Carmen exhaled through her nose, studied the tilework.
“We just came by to share the good news,” Richard added, his voice so even-keeled that Billy couldn’t tell if he was being sarcastic.
“No, I’m happy for you,” Carmen said, her gaze shifting to the backyard. “I am.”
Billy followed the men out to their ancient Range Rover in the driveway.
“So wow, adopting,” he scrambled. “Where from?”
“Brazil,” Victor said.
“Brazil, huh. Boy? Girl?”
“One of each.”
“Twins?”
“Can’t break up a set,” Richard said, unlocking the driver’s-side door.
My husband… Billy had never thought of himself as having a problem with gay marriage, but he still couldn’t quite wrap his head around another man uttering those two words.
“Did you tell your sister it’s two?”
“I would’ve,” Victor said, “but I was afraid her heart couldn’t handle the joy.”
“Anyways, that’s terrific, really great,” Billy said, then added by way of apology: “You want us to throw you a baby shower or something?”
At least that got them smiling.
When he returned to the house, Carmen was still standing wedged into her corner of the kitchen.
“What the hell’s wrong with you?”
“Heather has two daddies,” she muttered, looking away.
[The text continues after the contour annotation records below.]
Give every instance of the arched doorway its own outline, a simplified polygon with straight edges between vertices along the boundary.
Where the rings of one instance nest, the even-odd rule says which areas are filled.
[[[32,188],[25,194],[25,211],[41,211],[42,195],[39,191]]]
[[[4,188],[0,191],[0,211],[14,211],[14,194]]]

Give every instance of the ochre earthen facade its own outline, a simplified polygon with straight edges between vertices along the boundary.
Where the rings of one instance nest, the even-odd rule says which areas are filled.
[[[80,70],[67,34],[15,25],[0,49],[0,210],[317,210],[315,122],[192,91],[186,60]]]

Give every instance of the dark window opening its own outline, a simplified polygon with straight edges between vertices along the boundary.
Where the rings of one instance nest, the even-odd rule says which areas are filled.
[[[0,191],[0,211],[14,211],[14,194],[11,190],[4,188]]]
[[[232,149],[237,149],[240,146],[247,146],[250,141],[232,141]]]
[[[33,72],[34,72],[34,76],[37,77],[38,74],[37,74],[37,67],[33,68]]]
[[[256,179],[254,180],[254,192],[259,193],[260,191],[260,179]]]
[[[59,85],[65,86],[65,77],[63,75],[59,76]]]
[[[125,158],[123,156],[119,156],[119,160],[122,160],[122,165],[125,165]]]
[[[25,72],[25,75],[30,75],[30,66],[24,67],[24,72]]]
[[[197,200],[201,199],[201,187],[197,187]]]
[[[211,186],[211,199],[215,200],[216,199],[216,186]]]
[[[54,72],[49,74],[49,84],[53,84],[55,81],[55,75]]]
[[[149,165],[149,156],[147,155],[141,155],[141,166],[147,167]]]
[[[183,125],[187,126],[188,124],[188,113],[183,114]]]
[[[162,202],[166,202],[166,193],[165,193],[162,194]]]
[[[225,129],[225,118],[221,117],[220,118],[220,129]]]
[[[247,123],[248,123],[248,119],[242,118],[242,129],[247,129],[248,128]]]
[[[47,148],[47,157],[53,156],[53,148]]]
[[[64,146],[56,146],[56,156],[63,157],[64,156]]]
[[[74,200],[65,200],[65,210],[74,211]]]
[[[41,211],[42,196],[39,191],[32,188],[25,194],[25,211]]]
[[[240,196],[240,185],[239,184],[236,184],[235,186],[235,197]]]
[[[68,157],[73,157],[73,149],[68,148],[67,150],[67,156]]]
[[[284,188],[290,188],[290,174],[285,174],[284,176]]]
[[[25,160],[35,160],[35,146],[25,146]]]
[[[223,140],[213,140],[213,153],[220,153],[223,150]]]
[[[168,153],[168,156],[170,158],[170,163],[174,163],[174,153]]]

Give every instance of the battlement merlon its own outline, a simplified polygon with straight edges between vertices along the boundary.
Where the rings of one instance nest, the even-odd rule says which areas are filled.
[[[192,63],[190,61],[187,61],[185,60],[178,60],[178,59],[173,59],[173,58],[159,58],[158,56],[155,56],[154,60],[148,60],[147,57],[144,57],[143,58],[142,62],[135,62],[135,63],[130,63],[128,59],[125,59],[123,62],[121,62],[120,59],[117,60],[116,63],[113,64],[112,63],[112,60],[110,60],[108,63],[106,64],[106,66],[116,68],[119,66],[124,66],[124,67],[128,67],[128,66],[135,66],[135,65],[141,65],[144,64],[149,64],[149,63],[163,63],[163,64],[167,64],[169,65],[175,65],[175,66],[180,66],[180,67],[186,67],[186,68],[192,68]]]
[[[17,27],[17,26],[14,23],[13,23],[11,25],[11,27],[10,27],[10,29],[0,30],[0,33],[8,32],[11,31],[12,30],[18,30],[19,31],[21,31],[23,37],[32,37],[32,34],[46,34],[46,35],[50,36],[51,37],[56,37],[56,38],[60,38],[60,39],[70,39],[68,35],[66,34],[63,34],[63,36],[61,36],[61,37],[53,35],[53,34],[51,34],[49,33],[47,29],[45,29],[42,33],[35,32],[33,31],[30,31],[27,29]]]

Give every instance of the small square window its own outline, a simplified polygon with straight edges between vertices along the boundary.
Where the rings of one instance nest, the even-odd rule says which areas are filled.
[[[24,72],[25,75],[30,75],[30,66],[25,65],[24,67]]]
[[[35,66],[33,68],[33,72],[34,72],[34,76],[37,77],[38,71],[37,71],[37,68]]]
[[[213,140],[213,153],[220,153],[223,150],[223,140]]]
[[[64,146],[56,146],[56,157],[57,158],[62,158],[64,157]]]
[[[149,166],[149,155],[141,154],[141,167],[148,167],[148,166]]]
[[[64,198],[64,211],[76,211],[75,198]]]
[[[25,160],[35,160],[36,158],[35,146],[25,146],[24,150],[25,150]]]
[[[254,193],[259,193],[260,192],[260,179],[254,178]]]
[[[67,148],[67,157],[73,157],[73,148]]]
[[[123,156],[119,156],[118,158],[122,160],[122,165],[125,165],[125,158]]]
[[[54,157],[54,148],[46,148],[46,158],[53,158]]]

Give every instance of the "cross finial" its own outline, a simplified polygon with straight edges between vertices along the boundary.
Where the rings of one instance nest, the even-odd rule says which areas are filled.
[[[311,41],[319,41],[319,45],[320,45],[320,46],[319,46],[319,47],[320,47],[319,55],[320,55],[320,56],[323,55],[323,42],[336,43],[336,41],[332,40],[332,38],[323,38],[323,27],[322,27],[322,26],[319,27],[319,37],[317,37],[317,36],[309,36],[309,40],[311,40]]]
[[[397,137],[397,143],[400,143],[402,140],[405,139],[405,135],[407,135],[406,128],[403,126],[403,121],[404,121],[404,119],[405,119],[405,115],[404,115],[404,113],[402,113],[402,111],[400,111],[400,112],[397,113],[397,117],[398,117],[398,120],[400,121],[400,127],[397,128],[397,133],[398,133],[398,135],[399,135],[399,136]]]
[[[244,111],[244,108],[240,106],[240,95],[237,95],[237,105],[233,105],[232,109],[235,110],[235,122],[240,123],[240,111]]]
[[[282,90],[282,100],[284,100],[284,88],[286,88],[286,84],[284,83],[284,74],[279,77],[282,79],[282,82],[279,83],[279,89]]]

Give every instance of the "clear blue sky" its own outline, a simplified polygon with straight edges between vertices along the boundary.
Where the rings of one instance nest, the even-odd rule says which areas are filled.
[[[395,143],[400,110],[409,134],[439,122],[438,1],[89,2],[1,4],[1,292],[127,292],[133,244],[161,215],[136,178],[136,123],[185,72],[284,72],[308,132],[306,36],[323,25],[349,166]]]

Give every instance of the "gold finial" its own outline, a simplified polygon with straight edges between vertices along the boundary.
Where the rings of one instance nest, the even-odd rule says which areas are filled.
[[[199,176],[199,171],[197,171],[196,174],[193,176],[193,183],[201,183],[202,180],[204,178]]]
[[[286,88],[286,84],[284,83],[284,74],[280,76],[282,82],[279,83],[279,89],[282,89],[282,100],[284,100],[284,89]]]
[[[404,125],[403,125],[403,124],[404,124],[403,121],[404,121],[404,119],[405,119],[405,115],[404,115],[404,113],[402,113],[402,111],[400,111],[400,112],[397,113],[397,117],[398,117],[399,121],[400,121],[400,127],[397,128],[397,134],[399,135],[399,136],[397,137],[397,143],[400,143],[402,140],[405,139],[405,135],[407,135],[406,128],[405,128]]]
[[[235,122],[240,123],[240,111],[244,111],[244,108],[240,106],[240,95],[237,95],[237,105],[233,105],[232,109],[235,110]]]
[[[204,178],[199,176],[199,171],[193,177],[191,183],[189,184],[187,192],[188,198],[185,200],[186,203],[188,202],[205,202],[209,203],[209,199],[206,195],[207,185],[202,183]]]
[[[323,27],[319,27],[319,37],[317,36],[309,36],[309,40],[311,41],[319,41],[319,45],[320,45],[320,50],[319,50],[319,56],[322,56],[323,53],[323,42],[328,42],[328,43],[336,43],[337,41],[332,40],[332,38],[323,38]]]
“I don’t get it, your brother comes over with such big news, you couldn’t even give him a hug or something?”
“Guess not,” she said defiantly but starting to tear up a little.
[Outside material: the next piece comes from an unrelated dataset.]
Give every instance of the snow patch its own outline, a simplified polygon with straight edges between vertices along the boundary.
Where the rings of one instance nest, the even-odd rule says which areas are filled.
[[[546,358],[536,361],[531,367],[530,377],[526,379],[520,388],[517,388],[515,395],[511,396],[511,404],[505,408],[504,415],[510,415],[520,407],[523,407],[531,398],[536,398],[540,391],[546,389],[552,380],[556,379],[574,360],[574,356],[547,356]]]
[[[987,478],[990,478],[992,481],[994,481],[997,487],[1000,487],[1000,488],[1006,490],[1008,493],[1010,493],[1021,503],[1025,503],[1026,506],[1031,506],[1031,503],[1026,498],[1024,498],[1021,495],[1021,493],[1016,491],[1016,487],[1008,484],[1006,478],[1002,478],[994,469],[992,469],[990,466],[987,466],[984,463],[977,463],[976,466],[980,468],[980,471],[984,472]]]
“Just tell me what’s going on.”
“Why does something always have to be going on with you?” she snapped, then walked out of the kitchen, up the stairs, and into the bedroom, closing the door behind her.
And that’s where they left it. That’s where they always left it when it came to Victor and, if he thought about it, so much else.
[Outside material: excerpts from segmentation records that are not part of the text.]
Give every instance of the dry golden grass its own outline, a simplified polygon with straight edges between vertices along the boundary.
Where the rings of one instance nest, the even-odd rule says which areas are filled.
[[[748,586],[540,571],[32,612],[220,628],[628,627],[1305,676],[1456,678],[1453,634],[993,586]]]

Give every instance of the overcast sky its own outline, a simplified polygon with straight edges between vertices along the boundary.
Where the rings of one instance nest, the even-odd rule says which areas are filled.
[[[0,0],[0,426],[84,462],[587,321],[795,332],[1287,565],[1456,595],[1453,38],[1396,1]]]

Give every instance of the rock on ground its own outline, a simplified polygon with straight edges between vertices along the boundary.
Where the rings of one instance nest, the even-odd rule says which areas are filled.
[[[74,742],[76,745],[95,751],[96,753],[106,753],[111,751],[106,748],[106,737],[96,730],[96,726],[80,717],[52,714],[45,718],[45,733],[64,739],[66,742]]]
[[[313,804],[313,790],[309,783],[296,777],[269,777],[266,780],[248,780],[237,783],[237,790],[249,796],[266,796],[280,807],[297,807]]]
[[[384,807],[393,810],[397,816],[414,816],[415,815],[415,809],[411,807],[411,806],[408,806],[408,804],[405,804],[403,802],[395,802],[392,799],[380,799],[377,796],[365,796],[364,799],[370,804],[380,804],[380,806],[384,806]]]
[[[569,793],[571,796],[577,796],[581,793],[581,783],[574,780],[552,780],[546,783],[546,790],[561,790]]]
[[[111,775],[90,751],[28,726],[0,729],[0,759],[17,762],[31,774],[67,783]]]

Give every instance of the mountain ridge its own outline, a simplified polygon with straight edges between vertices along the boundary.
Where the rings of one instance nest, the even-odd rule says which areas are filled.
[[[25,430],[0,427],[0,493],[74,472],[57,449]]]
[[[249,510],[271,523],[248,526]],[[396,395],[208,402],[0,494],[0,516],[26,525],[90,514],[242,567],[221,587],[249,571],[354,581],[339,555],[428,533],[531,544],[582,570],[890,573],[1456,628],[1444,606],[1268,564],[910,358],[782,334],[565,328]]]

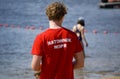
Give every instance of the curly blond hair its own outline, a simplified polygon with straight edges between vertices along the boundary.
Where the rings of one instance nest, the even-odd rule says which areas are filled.
[[[61,2],[53,2],[46,8],[46,15],[49,20],[61,20],[65,14],[67,14],[67,8]]]

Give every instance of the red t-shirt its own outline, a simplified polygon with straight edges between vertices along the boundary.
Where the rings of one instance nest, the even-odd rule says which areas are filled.
[[[82,51],[75,33],[66,29],[47,29],[34,40],[32,54],[42,56],[40,79],[74,79],[73,55]]]

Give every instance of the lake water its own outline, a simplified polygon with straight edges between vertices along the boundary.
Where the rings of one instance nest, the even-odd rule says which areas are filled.
[[[0,79],[34,79],[31,46],[36,34],[48,28],[45,7],[53,1],[0,0]],[[120,76],[120,9],[100,9],[98,0],[62,1],[68,7],[64,27],[72,29],[78,17],[85,18],[84,79]],[[75,71],[75,79],[80,76]]]

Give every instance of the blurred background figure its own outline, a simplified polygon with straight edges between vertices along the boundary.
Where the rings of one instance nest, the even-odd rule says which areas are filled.
[[[84,45],[86,47],[88,47],[88,42],[87,42],[85,35],[84,35],[84,26],[85,26],[84,18],[79,17],[77,24],[74,25],[74,27],[73,27],[73,32],[75,32],[76,35],[78,36],[79,41],[82,43],[83,49],[84,49]],[[85,51],[84,51],[84,57],[85,57]]]

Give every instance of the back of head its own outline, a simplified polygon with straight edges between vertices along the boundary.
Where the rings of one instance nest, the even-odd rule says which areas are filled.
[[[78,18],[78,21],[77,21],[77,24],[80,24],[80,25],[82,25],[82,26],[85,26],[84,18],[83,18],[83,17],[79,17],[79,18]]]
[[[67,8],[61,2],[53,2],[46,8],[46,15],[49,20],[61,20],[65,14],[67,14]]]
At five in the evening, Billy walked into Brown’s Family Funeral Home, on Adam Clayton Powell Boulevard. The chapel, a glorified living room, fluorescently lit and lined with folding chairs, was standing room only and awaft in dope smoke. A twenty-two-year-old banger tagged Hi-Life, who had been shot dead in retaliation for an earlier retaliation, lay in his coffin in a front corner of the chapel facing his people, most of whom were wearing oversized rest-in-peace T-shirts silk-screened with a photo of Hi-Life sitting on a stoop. A second laminated RIP snapshot on a bead chain hung off their necks like a backstage pass.